Il était environ quatre heures du soir, quand les généraux Grouchy et Lefebvre-Desnouettes qui commandaient, le premier, la cavalerie des corps d’armée, le second, celle de la garde, découvrirent, au débouché des bois d’Ajou, les escadrons du comte Pahlen, soutenus par quelques bataillons russes de la division Scherbatov. Ceux-ci avaient été chargés par Blücher de couvrir Brienne, que l’on distinguait au loin, avec son château, bâti sur une éminence et sa ceinture de forêts.

Rejoint par Napoléon, le général prussien allait accepter la bataille avec 30,000 hommes à opposer aux 15 à 18,000 dont l’Empereur pouvait disposer.

Lefebvre-Desnouettes, Ney, Victor, avec leurs troupes de recrues, la jeune garde composée de conscrits n’ayant jamais tiré un coup de fusil, et que l’on appelait par dérision, les Marie-Louise, du nom de la régente, triomphèrent un contre deux.
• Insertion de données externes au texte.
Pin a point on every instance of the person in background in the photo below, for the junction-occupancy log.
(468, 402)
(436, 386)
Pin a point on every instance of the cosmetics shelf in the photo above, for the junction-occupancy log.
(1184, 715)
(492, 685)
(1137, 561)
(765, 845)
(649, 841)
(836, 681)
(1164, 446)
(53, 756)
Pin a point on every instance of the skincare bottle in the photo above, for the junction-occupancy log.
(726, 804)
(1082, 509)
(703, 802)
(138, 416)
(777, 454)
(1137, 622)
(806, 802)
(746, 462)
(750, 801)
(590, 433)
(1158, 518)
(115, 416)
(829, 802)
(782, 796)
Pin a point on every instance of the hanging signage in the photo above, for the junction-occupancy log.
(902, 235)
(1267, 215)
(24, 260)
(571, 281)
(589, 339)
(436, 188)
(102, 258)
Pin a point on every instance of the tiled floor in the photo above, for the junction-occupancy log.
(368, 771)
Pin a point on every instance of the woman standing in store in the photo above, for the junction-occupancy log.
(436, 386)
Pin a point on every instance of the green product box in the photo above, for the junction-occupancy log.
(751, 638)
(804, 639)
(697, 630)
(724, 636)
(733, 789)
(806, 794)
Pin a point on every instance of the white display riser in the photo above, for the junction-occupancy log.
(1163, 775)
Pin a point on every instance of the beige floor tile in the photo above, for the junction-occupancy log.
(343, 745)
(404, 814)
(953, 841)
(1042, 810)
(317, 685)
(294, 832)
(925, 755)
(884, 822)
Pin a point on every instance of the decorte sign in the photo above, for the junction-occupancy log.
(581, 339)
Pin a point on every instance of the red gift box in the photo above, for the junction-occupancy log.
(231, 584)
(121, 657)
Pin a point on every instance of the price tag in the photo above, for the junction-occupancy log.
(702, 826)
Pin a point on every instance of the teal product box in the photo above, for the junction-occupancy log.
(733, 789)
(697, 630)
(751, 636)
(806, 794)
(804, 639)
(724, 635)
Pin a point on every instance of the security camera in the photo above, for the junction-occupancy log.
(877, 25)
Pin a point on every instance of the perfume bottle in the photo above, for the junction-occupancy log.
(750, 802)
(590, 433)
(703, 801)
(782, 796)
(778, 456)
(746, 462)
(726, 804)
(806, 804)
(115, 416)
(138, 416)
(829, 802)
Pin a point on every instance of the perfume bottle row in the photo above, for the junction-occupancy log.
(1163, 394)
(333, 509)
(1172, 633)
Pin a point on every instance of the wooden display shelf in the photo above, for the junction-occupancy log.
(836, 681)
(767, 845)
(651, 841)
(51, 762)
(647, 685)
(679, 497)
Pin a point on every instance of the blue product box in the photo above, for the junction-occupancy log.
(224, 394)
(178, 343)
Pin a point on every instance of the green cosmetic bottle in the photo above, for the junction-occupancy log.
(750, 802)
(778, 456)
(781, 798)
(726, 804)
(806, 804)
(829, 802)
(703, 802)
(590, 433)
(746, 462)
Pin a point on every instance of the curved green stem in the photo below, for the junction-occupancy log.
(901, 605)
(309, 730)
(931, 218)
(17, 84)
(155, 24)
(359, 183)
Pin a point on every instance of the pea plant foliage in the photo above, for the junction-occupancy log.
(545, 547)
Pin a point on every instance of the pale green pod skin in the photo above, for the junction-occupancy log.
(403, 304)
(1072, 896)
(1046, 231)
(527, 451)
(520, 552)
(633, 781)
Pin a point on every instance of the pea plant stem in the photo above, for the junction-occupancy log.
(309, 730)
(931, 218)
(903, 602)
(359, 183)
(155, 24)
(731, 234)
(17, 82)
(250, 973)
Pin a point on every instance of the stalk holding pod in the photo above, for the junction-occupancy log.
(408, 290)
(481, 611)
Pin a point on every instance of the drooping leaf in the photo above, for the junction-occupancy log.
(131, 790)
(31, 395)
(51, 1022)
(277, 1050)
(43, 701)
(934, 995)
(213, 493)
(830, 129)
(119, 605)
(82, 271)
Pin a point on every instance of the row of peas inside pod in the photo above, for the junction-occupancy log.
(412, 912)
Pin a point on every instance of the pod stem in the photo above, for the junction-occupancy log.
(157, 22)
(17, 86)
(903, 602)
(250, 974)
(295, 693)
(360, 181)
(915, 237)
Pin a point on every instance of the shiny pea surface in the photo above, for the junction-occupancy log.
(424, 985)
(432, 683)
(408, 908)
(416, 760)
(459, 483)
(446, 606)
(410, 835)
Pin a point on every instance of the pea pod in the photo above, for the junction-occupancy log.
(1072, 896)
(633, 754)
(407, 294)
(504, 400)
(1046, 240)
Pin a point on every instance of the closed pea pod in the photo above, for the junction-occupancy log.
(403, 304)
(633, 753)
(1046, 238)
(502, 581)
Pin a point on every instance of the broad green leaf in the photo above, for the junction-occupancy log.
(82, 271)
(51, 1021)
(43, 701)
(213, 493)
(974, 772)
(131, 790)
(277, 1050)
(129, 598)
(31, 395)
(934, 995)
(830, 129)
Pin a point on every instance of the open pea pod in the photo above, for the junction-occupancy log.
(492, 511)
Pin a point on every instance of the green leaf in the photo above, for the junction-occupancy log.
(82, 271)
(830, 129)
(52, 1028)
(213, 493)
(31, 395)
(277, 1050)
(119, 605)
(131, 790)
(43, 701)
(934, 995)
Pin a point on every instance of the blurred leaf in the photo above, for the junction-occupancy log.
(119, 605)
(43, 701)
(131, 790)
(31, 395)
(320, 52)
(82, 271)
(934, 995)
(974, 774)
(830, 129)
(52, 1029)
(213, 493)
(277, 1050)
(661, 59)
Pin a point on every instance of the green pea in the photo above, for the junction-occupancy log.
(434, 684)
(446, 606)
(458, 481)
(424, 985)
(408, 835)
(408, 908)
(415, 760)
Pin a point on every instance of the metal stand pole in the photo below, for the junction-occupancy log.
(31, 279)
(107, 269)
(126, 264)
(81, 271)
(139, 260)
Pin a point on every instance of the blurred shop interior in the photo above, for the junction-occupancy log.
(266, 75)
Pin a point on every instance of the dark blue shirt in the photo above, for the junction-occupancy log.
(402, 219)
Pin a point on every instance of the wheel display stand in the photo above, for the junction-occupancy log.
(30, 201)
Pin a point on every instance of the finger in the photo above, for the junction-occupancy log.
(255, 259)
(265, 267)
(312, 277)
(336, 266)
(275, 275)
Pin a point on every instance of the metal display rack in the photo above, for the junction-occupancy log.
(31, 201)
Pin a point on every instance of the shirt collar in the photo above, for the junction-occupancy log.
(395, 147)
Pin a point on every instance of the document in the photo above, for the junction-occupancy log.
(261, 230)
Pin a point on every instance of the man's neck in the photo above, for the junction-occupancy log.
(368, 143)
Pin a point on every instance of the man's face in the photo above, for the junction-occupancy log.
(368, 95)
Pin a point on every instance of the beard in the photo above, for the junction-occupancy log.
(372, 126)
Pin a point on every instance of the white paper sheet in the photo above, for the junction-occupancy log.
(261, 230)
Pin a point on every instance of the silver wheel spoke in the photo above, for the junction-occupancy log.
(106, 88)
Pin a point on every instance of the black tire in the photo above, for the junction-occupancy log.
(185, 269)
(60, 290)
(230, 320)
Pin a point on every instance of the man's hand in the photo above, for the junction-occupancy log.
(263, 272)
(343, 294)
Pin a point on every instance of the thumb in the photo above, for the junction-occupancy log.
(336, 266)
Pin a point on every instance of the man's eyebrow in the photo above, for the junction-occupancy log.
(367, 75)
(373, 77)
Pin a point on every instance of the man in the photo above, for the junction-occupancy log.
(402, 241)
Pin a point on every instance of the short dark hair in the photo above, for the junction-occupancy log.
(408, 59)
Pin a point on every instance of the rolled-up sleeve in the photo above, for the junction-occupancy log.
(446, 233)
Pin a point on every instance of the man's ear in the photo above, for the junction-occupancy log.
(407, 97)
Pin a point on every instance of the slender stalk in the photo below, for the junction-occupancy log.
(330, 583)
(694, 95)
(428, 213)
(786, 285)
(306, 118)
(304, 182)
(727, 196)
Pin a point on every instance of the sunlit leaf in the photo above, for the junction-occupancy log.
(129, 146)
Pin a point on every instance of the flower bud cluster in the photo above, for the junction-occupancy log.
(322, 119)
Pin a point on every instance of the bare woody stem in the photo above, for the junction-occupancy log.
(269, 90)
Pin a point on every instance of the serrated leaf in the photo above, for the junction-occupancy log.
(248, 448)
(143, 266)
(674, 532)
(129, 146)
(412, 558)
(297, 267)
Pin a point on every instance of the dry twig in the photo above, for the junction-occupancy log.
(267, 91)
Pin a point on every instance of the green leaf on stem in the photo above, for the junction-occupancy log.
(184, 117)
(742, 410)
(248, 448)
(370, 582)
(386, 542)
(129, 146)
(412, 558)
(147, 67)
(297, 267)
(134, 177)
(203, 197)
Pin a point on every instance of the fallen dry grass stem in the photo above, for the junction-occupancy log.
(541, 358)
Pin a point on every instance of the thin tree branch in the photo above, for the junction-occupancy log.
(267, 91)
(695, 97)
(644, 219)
Brienne fut enlevé. Blücher faillit être fait prisonnier dans le château, et Napoléon, entouré par un parti de Cosaques, fut un moment leur captif.

Mais la victoire fut complète, Blücher se retira avec son armée vers la Rothière, laissant sur le champ de bataille 4,000 morts ou blessés.

Napoléon était content. Maître de Brienne, il pouvait se porter aisément sur la Marne, sur l’Aube ou sur la Seine en cas de besoin. Désormais il occupait la meilleure position stratégique et toute faute de l’ennemi lui serait profitable. Il s’occupa donc de faire filer ses troupes sur Troyes par le pont de Lesmont.

Les 1er  et 2 février, le combat de la Rothière, où 32,000 Français tinrent en échec 170,000 hommes, dont, 100,000 furent effectivement engagés, permit à cette opération de s’effectuer.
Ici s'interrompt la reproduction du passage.